Six central banks have formed a group to work with the Bank of International Settlements (BIS) on central bank digital currencies (CBDCs). The members will share findings from assessing potential cases for these currencies.

The group comprises the Bank of England, European Central Bank, Bank of Canada, Bank of Japan, Swiss National Bank, and Sveriges Riksbank, which is the central bank of Sweden.

Each member of the group will investigate CBDC use cases along with economic, functional and technical design choices, including cross-border interoperability. The banks and BIS will share any findings and information on new technologies.

The members will work with the Financial Stability Board and the Committee on Payments and Market Infrastructures (CPMI).

BIS Innovation Hub head Benoît Cœuré and Bank of England deputy governor Jon Cunliffe will co-chair the group.

BIS formed the Innovation Hub in June last year to encourage collaboration between central banks on emerging financial technologies. In October, the Swiss National Bank entered an operational agreement with BIS to bring Innovation Hub Centres to Switzerland.

Initially, the Swiss Centre is set to involve two projects.
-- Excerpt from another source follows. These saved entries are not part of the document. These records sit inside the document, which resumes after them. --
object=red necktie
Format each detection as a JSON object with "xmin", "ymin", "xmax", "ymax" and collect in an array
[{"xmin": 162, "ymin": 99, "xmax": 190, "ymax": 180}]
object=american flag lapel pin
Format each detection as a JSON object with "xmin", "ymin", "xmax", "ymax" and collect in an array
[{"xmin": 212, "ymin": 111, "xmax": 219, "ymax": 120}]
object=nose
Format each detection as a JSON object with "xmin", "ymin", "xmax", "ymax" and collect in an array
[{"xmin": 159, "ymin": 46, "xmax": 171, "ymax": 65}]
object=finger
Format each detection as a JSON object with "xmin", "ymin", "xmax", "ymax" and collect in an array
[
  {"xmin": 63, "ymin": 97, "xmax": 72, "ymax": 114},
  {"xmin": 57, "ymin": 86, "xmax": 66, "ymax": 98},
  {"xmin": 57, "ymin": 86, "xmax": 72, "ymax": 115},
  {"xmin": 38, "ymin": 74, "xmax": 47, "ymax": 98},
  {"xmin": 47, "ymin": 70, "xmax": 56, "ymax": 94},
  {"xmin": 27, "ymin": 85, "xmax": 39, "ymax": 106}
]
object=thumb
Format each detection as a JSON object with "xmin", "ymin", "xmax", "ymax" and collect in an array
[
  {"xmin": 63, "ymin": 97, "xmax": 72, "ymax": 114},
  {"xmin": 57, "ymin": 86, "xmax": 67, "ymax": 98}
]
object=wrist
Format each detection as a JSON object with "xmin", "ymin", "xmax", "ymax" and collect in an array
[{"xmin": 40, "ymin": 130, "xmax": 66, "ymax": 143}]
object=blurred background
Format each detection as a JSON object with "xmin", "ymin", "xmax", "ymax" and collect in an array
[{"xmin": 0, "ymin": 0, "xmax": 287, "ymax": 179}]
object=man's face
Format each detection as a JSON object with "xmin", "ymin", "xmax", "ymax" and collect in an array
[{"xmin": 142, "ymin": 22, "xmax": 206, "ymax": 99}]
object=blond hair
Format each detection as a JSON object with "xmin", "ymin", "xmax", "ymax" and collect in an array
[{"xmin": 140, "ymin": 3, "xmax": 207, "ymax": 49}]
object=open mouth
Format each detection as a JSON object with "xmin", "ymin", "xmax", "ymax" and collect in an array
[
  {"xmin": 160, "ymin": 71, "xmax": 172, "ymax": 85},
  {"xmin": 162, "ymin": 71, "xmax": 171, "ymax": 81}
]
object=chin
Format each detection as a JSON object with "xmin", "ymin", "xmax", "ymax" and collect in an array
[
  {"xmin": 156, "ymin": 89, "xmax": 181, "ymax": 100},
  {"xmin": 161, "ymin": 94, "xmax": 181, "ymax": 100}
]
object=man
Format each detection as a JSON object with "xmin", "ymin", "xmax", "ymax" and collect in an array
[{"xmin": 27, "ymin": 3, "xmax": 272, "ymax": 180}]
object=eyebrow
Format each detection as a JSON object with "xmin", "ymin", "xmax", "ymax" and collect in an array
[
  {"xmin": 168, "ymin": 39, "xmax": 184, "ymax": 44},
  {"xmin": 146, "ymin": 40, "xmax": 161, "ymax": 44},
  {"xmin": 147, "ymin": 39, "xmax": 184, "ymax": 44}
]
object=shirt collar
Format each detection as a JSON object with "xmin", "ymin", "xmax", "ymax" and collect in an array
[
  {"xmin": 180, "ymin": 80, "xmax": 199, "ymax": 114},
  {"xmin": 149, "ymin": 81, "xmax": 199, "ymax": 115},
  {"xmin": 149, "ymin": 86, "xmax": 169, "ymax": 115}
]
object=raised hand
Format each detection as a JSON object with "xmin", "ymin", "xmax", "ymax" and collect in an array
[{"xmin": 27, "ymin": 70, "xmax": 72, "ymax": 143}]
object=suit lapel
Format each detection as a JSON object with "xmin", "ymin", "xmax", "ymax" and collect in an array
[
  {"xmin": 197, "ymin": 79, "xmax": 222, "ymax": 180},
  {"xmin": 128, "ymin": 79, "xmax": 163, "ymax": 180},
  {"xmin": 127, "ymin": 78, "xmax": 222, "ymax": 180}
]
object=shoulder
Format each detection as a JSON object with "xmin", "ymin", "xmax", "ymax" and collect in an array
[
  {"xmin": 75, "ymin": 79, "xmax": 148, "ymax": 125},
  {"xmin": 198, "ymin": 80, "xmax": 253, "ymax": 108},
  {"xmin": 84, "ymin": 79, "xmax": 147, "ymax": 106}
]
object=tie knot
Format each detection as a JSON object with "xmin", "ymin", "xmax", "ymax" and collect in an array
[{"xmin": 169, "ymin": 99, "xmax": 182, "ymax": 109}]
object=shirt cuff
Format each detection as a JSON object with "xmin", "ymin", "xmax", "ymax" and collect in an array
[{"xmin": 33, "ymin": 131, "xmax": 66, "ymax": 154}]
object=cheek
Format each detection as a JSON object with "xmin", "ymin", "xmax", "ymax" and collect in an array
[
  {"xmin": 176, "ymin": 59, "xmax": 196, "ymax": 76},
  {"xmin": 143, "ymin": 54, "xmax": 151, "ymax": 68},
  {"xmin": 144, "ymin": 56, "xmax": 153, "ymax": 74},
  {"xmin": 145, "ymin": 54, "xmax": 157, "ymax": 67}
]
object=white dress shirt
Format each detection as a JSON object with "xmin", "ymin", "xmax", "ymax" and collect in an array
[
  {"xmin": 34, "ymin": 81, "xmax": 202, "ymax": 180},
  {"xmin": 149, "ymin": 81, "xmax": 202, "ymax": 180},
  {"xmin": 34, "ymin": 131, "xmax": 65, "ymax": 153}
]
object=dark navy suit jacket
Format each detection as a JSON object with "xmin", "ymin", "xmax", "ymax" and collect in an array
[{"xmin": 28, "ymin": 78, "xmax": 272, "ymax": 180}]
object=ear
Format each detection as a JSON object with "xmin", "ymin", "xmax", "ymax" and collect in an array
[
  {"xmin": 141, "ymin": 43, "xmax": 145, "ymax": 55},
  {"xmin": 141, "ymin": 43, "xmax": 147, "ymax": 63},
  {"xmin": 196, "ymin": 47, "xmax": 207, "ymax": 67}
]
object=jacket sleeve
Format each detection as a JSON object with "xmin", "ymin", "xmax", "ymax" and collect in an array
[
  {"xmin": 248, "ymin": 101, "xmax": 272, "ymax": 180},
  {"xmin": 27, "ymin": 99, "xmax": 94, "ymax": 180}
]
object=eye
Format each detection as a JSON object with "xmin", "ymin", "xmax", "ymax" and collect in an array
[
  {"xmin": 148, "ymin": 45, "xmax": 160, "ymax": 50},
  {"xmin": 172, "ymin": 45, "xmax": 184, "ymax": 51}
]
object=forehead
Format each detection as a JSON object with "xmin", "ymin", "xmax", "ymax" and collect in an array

The first project will explore the combination of digital central bank currency and a distributed ledger technology infrastructure.

The second project will focus on tackling the increasing requirements for central banks to track electronic markets.

In December last year, Riksbank partnered with Accenture to trial its digital currency e-krona on mobile phone, card and watch.

The central banks of UAE and Saudi Arabia also introduced their common digital currency project Aber in last January. The currency is meant for financial settlements between the countries via blockchain and distributed ledgers technologies.